The major removes his coat. He unbuttons his left sleeve. He rolls the sleeve up. He shows the panel the Viper tattoo imprinted on his bicep. And he translates the Vietnamese words for them: “ ‘We kill for peace.’ By God, if this country is going to enjoy peace and prosperity, we damn well better be ready to kill for it!”
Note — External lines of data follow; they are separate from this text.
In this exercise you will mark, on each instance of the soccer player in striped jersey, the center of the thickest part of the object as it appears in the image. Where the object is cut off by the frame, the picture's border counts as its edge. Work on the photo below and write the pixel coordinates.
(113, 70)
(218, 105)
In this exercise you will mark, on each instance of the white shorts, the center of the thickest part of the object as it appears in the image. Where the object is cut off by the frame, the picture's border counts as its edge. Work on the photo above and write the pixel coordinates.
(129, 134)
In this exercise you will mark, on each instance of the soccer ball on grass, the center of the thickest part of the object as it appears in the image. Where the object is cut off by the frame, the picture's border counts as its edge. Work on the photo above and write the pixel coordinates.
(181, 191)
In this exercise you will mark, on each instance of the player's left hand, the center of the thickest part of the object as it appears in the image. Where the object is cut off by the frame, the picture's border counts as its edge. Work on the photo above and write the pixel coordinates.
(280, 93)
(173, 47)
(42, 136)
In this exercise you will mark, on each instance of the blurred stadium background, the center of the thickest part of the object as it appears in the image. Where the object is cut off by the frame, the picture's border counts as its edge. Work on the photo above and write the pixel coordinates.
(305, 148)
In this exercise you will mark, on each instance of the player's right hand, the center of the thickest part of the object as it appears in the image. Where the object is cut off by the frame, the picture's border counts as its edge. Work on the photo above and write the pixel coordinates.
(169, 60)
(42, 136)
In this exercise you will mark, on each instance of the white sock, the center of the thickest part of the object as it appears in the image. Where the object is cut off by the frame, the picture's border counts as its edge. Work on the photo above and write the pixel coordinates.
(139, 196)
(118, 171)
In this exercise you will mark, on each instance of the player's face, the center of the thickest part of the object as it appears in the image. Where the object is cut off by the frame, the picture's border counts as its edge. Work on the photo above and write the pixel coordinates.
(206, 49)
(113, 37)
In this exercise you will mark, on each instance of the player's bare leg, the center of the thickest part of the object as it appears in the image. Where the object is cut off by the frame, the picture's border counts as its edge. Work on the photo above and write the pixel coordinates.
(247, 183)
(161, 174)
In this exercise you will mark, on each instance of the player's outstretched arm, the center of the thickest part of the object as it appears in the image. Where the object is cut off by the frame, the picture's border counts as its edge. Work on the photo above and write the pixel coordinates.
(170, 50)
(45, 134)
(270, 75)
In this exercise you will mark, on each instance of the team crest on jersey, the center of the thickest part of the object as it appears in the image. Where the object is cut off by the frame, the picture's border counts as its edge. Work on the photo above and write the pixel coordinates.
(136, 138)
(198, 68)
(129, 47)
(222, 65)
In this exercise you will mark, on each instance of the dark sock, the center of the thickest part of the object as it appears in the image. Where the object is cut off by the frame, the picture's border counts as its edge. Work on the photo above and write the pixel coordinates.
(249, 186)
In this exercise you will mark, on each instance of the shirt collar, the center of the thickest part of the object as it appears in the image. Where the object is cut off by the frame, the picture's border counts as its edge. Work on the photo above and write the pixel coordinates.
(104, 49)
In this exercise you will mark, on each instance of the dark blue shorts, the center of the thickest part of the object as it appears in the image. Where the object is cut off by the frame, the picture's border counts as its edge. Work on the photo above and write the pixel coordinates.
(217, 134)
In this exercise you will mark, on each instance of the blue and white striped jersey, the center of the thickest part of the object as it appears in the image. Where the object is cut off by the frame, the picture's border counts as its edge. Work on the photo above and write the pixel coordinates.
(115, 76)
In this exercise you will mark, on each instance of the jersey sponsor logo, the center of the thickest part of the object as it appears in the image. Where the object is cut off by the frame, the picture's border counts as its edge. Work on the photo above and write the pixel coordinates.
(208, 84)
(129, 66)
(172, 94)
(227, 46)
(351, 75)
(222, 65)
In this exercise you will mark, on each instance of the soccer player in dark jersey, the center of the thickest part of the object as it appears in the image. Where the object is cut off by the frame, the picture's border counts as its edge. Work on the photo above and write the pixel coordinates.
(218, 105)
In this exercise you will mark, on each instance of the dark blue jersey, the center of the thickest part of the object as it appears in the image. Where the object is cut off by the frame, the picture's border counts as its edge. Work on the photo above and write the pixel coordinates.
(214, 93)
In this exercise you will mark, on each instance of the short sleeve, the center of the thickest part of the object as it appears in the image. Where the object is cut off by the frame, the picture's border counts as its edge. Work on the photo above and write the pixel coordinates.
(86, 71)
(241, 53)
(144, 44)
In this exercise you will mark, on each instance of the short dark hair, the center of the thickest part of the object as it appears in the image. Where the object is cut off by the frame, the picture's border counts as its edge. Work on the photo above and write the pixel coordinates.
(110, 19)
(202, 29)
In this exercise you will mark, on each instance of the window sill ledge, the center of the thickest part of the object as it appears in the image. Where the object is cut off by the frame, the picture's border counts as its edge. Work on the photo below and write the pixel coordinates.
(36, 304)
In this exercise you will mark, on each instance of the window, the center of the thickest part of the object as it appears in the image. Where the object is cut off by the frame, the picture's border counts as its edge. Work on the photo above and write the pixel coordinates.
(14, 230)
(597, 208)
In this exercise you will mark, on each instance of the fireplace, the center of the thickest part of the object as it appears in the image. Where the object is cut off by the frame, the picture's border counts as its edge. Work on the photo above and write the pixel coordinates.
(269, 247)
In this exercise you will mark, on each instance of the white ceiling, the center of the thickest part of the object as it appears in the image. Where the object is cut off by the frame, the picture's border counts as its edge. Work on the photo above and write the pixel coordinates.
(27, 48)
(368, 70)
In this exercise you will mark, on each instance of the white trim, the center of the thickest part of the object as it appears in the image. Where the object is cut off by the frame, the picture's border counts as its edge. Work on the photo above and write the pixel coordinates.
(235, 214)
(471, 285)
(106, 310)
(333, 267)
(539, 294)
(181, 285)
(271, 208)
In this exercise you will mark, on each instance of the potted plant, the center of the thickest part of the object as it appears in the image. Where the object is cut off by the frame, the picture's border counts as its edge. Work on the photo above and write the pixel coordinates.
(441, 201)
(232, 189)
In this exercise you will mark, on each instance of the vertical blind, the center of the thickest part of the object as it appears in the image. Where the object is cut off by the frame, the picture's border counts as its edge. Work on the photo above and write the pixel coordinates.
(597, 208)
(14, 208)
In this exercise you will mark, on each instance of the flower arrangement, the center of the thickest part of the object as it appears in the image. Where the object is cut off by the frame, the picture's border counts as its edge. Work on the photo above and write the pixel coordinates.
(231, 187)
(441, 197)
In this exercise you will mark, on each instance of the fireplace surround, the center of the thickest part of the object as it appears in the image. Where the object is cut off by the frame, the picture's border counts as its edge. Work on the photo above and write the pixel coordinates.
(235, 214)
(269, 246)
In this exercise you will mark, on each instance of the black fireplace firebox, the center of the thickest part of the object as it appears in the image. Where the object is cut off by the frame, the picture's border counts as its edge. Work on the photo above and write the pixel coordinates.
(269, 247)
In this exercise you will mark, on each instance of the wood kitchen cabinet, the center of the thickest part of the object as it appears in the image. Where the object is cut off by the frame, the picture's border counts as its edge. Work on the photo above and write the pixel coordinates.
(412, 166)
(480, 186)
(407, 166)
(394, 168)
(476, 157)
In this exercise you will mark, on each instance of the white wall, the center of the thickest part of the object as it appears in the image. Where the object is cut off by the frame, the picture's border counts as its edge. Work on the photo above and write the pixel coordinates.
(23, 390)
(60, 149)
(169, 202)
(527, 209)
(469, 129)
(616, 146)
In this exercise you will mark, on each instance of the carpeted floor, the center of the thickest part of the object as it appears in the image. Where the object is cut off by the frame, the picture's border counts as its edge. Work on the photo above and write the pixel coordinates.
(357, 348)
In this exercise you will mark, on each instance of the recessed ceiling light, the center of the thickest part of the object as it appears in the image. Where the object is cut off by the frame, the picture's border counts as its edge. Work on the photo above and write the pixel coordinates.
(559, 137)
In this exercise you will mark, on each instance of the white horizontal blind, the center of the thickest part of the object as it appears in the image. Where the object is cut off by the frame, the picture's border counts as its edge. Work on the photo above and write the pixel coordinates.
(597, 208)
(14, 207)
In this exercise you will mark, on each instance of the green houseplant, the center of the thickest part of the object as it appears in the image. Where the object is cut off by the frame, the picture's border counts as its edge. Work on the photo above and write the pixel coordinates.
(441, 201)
The major now points at his accuser.

“Since Truman betrayed MacArthur, every soldier at West Point knows that politicians will always betray the military. We expect that. But we don’t expect betrayal by one of our own, by a fellow member of the Corps. Just as Jesus Christ had Judas Iscariot, so too do I have Lieutenant Ben Brice. He betrayed me. He betrayed you. He betrayed his Army. He betrayed his country.

“Did we kill those gooks? You goddamn right we did! And I will kill every gook in Vietnam if that’s what it takes to win that war! To defeat Communism! As God is my witness, I don’t regret killing those forty-two gooks! My only regret is that I didn’t put a bullet in Lieutenant Brice’s head, too!”

Ben’s thoughts were jolted back to the present when the Land Rover bounced hard.

“Now there’s a motive-revenge.”

Agent Jan Jorgenson turned to the last page of the article. Major Walker and the nine other Green Berets were acquitted of murder but found guilty of conduct unbecoming an officer, stripped of their rank, and dishonorably discharged from the Army.